5. Attention Economy
The Attention Economy is a marketplace where consumers agree to receive services in exchange for their attention. Examples include personalized news, personalized search, alerts and recommendations to buy. The Attention Economy is about the consumer having choice – they get to choose where their attention is ’spent’. Another key ingredient in the attention game is relevancy.

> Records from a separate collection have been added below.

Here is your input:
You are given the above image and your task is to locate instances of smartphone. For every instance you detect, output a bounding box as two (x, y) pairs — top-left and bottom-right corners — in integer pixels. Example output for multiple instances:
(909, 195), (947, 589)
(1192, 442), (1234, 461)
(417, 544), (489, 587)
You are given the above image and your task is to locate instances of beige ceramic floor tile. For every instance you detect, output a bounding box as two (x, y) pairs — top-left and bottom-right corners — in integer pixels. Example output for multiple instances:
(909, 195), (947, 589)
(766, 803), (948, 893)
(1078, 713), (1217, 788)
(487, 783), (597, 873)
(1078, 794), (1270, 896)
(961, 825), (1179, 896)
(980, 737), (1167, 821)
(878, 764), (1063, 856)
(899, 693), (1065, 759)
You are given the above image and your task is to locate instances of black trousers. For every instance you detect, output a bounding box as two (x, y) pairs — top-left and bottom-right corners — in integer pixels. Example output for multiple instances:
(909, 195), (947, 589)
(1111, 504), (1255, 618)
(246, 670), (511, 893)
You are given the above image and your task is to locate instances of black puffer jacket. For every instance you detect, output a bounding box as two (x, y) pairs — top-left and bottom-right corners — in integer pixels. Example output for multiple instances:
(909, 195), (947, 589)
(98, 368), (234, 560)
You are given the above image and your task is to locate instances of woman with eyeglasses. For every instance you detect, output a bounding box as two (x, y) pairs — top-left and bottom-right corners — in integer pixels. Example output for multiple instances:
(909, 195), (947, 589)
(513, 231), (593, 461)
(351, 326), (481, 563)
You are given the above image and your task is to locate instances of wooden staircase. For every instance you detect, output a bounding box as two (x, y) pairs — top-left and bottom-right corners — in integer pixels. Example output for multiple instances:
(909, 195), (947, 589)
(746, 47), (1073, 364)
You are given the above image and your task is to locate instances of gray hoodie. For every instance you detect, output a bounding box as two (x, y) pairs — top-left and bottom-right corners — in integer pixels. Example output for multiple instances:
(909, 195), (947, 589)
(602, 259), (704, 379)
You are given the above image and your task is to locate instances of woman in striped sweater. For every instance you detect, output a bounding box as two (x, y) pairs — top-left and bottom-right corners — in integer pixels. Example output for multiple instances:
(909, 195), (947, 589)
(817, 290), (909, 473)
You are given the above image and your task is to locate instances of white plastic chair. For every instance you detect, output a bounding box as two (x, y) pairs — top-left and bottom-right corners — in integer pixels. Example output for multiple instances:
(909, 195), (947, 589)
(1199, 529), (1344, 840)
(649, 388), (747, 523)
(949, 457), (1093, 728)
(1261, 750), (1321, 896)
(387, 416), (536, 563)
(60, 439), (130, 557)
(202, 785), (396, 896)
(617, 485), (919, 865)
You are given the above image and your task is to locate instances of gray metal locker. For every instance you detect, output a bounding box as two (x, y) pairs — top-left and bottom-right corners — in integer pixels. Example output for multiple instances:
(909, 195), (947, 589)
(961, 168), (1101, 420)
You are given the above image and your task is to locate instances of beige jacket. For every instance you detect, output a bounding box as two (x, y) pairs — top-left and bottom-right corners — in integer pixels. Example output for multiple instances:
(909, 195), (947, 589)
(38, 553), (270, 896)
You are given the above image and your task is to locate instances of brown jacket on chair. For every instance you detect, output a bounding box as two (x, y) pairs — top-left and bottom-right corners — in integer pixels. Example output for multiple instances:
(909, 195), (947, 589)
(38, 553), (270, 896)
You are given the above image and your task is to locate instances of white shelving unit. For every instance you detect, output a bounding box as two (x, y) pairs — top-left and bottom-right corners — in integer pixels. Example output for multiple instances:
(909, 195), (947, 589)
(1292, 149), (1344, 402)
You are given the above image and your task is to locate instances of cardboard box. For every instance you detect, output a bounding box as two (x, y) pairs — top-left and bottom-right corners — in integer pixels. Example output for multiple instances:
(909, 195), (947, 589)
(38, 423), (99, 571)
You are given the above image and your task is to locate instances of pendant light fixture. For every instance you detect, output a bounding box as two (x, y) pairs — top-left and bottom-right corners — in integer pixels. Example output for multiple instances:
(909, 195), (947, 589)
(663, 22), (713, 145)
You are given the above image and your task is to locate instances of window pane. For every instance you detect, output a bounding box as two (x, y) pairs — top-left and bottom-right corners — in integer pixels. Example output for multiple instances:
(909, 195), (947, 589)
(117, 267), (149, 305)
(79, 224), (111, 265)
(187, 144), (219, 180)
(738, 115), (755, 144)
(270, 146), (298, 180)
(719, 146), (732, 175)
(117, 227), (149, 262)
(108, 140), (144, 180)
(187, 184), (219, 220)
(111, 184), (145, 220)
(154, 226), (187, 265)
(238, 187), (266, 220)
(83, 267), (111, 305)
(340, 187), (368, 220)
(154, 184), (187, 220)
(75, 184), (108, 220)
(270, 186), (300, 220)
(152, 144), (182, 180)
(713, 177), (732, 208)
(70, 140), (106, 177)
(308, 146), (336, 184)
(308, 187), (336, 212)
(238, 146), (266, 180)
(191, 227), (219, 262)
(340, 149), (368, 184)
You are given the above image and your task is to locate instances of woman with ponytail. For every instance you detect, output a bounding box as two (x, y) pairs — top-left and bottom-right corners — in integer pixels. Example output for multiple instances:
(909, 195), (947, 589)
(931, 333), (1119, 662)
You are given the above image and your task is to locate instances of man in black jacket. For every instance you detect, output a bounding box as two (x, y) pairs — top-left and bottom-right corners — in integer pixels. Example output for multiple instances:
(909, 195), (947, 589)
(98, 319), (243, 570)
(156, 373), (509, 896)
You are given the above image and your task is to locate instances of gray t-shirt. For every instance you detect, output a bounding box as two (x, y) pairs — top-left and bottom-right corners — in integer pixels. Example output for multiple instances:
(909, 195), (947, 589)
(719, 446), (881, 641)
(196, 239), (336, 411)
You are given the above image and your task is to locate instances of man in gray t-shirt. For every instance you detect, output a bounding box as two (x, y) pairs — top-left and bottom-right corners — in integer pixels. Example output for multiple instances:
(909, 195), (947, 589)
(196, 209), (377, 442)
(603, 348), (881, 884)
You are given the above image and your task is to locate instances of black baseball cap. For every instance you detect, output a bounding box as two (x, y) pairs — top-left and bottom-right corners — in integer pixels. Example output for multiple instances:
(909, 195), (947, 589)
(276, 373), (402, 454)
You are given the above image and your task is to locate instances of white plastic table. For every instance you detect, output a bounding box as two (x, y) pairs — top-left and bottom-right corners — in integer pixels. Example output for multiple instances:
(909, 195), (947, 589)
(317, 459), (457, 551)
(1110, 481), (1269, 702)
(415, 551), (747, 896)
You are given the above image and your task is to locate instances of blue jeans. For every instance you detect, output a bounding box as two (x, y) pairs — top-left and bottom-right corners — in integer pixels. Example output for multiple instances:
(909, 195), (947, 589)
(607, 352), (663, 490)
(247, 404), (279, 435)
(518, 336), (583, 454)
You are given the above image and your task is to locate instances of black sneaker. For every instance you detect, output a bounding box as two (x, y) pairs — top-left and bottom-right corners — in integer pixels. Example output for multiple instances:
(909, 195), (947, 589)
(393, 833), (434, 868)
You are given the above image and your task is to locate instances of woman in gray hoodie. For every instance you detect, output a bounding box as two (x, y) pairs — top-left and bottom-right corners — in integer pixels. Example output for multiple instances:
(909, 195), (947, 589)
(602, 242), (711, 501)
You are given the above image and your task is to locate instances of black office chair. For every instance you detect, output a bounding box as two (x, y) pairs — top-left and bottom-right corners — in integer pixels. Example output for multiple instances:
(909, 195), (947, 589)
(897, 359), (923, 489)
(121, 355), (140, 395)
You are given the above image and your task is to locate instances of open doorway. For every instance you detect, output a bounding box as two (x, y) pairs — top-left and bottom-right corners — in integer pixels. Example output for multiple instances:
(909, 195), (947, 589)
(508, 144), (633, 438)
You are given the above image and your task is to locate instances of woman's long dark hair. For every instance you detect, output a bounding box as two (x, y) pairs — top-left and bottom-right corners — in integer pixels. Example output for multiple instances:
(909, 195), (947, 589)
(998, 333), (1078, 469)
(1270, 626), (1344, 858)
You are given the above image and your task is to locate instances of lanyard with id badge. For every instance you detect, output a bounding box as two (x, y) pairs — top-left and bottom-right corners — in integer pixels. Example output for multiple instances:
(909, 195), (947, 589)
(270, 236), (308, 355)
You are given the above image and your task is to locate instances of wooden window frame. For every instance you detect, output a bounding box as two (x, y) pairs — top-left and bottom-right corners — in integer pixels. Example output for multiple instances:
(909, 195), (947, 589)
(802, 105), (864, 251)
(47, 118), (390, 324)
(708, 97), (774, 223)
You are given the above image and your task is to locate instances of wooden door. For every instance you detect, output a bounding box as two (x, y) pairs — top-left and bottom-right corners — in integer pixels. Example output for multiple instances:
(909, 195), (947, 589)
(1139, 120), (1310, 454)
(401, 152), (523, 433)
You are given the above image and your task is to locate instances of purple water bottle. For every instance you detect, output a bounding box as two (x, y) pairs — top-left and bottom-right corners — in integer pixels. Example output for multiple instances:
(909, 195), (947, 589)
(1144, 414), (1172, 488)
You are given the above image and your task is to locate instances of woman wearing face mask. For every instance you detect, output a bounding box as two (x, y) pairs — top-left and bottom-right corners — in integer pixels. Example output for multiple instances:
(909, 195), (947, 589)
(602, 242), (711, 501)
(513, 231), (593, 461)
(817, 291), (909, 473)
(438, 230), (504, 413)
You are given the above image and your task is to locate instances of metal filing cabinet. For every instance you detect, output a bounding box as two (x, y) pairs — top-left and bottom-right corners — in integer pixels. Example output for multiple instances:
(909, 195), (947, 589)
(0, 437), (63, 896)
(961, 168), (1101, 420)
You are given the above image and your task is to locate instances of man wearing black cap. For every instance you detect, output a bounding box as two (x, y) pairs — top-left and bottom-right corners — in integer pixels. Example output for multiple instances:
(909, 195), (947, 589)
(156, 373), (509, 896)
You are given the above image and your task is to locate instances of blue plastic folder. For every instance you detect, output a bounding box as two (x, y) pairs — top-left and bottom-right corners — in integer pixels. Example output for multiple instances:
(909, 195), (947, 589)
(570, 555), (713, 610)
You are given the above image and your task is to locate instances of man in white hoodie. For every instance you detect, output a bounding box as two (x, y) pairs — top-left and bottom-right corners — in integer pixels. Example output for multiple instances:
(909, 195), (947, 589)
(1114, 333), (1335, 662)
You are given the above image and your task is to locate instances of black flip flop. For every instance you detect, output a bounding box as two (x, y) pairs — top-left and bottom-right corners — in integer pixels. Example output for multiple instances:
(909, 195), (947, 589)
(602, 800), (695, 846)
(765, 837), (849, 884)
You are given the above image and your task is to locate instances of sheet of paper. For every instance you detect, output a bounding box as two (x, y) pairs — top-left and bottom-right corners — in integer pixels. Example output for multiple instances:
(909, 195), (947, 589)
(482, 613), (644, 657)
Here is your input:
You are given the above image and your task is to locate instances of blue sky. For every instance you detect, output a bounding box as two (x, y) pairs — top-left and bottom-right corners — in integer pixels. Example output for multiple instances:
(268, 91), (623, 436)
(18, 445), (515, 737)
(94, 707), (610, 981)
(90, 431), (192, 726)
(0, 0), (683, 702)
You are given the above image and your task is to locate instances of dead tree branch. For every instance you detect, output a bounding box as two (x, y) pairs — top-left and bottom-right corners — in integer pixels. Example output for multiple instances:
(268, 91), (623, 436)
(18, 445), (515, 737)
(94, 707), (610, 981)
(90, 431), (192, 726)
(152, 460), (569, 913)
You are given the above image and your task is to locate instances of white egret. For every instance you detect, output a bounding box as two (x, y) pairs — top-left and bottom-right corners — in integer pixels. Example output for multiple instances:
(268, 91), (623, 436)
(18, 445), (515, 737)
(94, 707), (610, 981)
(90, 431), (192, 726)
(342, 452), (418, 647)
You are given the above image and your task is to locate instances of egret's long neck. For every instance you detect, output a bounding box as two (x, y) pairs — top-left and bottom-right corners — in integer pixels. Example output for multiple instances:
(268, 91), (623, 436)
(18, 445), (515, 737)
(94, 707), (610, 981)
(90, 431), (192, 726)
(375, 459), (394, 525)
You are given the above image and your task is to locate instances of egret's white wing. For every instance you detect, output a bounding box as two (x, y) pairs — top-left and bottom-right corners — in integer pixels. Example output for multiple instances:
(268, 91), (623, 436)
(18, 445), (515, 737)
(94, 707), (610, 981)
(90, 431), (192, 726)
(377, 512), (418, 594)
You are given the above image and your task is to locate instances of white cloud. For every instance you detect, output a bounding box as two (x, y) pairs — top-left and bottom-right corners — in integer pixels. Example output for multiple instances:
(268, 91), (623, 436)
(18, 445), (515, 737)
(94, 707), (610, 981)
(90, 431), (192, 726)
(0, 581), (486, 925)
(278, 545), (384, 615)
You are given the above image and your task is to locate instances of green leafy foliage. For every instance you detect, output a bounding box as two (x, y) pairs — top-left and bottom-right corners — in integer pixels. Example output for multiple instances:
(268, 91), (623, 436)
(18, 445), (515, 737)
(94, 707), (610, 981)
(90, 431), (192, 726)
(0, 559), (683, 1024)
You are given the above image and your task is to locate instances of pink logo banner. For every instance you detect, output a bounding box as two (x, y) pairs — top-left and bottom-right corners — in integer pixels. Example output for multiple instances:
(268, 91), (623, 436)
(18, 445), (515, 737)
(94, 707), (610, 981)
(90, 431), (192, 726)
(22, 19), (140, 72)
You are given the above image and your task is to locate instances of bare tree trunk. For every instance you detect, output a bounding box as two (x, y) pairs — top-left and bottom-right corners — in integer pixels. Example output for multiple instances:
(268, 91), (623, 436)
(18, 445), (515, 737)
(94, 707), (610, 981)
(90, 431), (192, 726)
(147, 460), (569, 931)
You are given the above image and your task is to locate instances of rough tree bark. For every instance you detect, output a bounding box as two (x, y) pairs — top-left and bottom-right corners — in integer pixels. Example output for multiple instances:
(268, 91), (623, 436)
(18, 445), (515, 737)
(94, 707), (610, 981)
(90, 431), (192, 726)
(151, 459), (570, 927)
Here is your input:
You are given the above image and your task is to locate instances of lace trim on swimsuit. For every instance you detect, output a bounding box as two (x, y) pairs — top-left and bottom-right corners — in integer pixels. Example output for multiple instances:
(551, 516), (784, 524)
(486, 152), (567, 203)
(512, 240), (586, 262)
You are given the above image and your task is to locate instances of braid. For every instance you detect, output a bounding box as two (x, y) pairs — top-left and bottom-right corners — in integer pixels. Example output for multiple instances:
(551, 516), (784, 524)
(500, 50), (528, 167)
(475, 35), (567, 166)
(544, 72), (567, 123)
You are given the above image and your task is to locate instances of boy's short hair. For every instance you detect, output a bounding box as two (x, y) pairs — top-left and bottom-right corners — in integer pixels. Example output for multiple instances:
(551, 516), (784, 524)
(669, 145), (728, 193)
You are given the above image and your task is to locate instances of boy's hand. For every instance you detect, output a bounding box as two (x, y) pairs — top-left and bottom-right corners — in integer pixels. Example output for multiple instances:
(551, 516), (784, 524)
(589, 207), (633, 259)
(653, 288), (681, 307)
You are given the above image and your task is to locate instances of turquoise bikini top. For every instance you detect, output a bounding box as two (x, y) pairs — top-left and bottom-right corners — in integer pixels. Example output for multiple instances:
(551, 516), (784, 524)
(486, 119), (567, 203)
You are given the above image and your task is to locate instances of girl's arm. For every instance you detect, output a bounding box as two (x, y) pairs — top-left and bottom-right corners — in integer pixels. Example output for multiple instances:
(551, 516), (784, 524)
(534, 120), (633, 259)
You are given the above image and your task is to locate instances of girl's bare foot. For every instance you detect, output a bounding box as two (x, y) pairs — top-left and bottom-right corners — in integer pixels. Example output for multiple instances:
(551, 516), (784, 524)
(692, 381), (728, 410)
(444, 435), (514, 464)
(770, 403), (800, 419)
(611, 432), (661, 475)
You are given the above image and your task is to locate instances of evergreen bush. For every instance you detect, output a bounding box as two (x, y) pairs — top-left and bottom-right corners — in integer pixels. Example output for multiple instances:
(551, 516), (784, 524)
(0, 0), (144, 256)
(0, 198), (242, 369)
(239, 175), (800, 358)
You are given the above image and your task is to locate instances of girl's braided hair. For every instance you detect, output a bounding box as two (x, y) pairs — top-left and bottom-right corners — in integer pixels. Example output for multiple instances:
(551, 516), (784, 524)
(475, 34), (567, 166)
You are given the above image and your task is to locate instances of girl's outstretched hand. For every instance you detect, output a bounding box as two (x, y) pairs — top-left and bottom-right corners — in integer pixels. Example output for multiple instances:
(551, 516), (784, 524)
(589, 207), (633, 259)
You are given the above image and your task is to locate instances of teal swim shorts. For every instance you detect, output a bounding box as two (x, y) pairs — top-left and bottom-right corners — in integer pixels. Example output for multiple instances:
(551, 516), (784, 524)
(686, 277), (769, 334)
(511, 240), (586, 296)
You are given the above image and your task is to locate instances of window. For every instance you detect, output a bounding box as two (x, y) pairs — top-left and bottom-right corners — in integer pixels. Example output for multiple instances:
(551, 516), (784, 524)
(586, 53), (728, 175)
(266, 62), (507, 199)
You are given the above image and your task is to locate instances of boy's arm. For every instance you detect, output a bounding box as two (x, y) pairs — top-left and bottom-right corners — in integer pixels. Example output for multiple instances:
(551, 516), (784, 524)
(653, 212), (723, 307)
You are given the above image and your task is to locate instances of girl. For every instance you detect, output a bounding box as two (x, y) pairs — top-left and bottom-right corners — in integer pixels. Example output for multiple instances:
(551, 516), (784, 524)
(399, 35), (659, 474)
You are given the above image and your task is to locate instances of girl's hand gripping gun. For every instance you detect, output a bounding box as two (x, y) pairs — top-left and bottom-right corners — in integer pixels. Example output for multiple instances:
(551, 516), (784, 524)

6. Web Sites as Web Services
Scalability of entire web architecture is turning into both platform and database which is a big issue and legal aspects are never simple. The transformation will happen in one of two ways. Some web sites will follow the example of Amazon, del.icio.us and Flickr and will offer their information via a REST API. Others will try to keep their information proprietary, but it will be opened via mashups created using services like Dapper, Teqlo and Yahoo! Pipes. The net effect will be that unstructured information will give way to structured information

7. Online Video / Internet TV
This is a trend that has already exploded on the Web – but you still get the sense there’s a lot more to come yet. It’s fair to say that in 10 years time, Internet TV will be totally different to what it is today. Higher quality pictures, more powerful streaming, personalization, sharing, and much more – it’s all coming over the next decade. Perhaps the big question is: how will the current mainstream TV networks (NBC, CNN, etc) adapt?

8. Rich Internet Applications
As the current trend of hybrid web/desktop apps continues, expect to see RIA (rich internet apps) continue to increase in use and functionality. Adobe’s AIR platform (Adobe Integrated Runtime) is one of the leaders, along with Microsoft with its Windows Presentation Foundation. Also in the mix is Laszlo with its open source OpenLaszlo platform and there are several other startups offering RIA platforms. Let’s not forget also that Ajax is generally considered to be an RIA – it remains to be seen though how long Ajax lasts, or whether there will be a ‘2.0′.

9. International Web
As of 2008, the US is still the major market in the Web. But in 10 years time, things might be very different. China is often touted as a growth market, but other countries with big populations will also grow – India and African nations for example. For most web 2.0 apps and websites (R/W web included), the US market makes up over 50% of their users. Indeed, comScore reported in November 2006 that 3/4 of traffic to top websites is international. comScore said that 14 of the top 25 US Web properties now attract more visitors from outside the US than from within. That includes the top 5 US properties – Yahoo! Sites, Time Warner Network, Microsoft, Google Sites, and eBay.

10. Personalization
Personalization has been a strong theme in 2008 particularly with Google. Indeed Read/Write Web did a feature week on Personalizing Google. But you can see this trend play out among a lot of web 2.0 startups and companies – from last . Fm to My Strands to Yahoo homepage and more.